Said statute provides in substance that dues shall be paid until the shares shall have reached maturity value. The same, in effect, is provided in the conditions forming a part of the certificate issued to appellee. In King v. International Building Union, 170 Ill. 135, 140, it is said :
" All contracts and agreements of such corporations to the effect that the payment of periodical installments for a fixed period shall be accepted as payment in full of subscriptions to its stock are inconsistent with the statute under which the corporation has its existence, and antagonistic to the legal purposes and plans of such organization, and not enforceable as contracts merely."
It is also there held that by-laws providing for maturing-stock in a fixed period without regard to the earnings of the company, are not to be enforced.
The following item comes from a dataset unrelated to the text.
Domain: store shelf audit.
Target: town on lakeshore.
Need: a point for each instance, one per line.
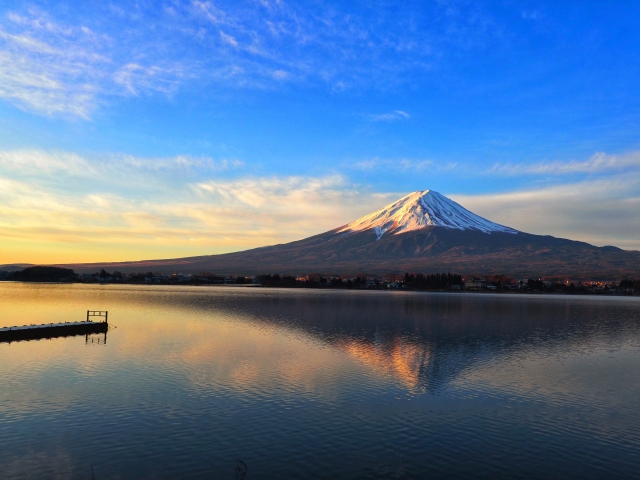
(360, 281)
The case of Sullivan v. Spaniol, 78 Ill. App. 125, is, in all material respects, the same as the case at bar. It is there held that the receiver was entitled to a foreclosure, the objections by the defense being substantially the same as those here urged in support of the demurrer. The reasoning and conclusion in that case command our approval.
The decree of the Circuit Court dismissing said amended bill of complaint for want of equity is reversed and the cause remanded for further proceedings not inconsistent with this opinion. Reversed and remanded.